Because the Japanese companies are stuck in Jurassic period with old farts running as CIOs and CIEs, with ZERO vision for the future.
This is currently happening with the likes of Sony, Panasonic, Toshiba, Hitachi, Sharp, etc, etc... Slowly but surely they are going the way of the Dodo, taking the whole country down with them...
 
Guess my 2 Blacks and my Blue are gonna be “collectors items”? :laugh:
 
Our SANs for our server racks all got converted to SSDs this summer.

All the machines I own are pure SSD.

Every machine I have fixed for people this year has had a SSD put in it.

Unless you need metric tons of storage, or cold storage, HDDs are on their way out. The sheer speed of flash makes up for the excessive cost of hgiher end solutions, and smaller SSDs cost the same as HDDs now.
 
@INSTG8R I'll see your two blacks and a blue with 3 blacks (2x1TB 1x2TB) a red (1TB) and a Samsung (1TB) oh and a seagate (2TB) from an apple machine + 2 Elements (2TB +USB3.0 500GB) and a passport (USB3.0 4TB)
 
Longevity of SSD vs HDD for archival purposes? We are still using tape for archiving, not sure where HDDs sit in this.
 
Longevity of SSD vs HDD for archival purposes? We are still using tape for archiving, not sure where HDDs sit in this.
Tape -> HDD -> SSD
Tape has an advantage because it isn't a mechanical thing, the mechanical parts are in the drive. HDDs are more likely to suffer mechanical failures. In both case, the data is magnetic so barring exposure to a strong magnet, the data will be retained so long as the metal is stable (a very long time).

SSDs are billions of switches. Which ever switches fail, that data is gone.


Think about the vast majority of systems out there: thin clients and laptops. These devices are best served by an SSD because none of the data they contain is very important. It's the mainframes, databases, and servers that have racks of redundant hard drives. I suspect they're selling a lot of 2+ TB hard drives to make those systems but the <500 GB drives for thin clients has shrunk to non-existent. Just 5 years ago, virtually every system sold had <500 GB hard drives in them. Now, the base manufacturing costs (the head, the body, the circuitry, and at least one platter) hardly justify them over a SSD. You can't even buy a new 120 GB hard drive anymore and 120 GB SSDs are going for <$50. That's where the demand is.
 
Idiots. SSD prices are still obscene.

I just want one giant HDD which I can use to store all my media and never worry about it at a reasonable price.

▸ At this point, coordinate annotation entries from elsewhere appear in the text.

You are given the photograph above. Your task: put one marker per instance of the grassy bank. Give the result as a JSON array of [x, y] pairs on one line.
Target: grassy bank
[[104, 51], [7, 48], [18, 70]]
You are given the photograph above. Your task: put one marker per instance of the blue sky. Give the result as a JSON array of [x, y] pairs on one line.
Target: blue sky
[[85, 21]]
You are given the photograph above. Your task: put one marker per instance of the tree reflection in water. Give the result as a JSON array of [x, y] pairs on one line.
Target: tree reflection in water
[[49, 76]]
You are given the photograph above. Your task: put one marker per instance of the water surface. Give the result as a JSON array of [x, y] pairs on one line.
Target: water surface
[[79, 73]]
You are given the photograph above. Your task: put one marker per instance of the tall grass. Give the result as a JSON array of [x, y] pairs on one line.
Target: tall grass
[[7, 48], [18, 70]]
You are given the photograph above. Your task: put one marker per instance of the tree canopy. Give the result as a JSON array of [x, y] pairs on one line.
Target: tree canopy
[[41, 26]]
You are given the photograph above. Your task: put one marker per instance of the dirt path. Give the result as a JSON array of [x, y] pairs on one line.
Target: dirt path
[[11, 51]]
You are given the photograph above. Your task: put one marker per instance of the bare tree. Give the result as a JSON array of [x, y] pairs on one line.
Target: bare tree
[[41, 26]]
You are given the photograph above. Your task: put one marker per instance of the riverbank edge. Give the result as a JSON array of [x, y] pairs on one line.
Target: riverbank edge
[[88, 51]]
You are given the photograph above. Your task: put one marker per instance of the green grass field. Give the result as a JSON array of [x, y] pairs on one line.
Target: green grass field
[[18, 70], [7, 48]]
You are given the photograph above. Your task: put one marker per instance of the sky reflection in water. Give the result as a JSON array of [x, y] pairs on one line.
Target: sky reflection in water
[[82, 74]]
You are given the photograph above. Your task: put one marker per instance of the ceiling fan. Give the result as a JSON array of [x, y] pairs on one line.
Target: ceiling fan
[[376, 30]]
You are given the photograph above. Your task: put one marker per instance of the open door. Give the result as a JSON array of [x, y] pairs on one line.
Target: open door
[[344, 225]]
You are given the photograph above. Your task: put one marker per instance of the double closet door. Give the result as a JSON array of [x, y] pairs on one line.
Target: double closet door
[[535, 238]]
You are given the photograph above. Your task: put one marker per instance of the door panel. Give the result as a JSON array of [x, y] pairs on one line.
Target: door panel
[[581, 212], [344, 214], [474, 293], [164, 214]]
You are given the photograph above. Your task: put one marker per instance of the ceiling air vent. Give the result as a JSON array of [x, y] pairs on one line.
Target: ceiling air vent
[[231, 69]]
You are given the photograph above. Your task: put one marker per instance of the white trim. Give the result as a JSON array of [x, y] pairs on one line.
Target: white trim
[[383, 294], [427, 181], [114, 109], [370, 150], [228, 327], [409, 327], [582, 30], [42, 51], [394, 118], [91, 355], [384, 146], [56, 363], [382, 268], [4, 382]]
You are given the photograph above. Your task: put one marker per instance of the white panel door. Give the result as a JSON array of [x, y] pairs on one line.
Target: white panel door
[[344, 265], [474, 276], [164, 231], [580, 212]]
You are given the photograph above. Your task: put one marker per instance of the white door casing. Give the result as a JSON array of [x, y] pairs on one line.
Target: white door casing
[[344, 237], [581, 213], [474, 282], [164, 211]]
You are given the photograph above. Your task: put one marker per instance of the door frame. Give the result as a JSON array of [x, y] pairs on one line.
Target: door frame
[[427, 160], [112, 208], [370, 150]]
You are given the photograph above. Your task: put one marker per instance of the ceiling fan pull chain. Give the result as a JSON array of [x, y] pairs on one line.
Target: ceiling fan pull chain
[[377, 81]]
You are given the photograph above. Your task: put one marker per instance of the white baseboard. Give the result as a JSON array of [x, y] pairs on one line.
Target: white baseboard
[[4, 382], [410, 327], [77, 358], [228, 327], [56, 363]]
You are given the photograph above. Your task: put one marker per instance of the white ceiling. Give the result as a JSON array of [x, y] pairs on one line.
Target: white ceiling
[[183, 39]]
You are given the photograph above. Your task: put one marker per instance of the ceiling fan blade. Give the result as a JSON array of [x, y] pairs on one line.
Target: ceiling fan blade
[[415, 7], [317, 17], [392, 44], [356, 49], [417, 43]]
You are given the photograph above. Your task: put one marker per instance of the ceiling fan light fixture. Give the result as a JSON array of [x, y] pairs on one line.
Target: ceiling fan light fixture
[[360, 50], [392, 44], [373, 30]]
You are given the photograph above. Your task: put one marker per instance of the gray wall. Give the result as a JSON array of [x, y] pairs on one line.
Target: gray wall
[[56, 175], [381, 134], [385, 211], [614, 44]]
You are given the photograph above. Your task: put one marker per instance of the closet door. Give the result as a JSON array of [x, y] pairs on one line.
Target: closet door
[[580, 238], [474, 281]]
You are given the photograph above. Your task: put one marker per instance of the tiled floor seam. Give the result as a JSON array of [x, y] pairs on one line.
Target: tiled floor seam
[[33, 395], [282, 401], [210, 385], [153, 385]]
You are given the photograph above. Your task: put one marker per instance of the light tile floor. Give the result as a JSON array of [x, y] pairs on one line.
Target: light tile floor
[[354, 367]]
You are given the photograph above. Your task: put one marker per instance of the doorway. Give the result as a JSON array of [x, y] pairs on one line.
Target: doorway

Get that capacity to stupid sizes like 20TB and it becomes the ultimate media solution with a small SSD for the OS.

giphy.gif
 
20TB, you should be running some form of raid with redundancy ...
 
and in the meantime i have those babies lying around, waiting for the future owner(s)

um do you have a ebay account?

I don't even use SSD, i use sata hard drives, internal and external. probably always will for a long time, i don't think my desktop even supports SSD anyway.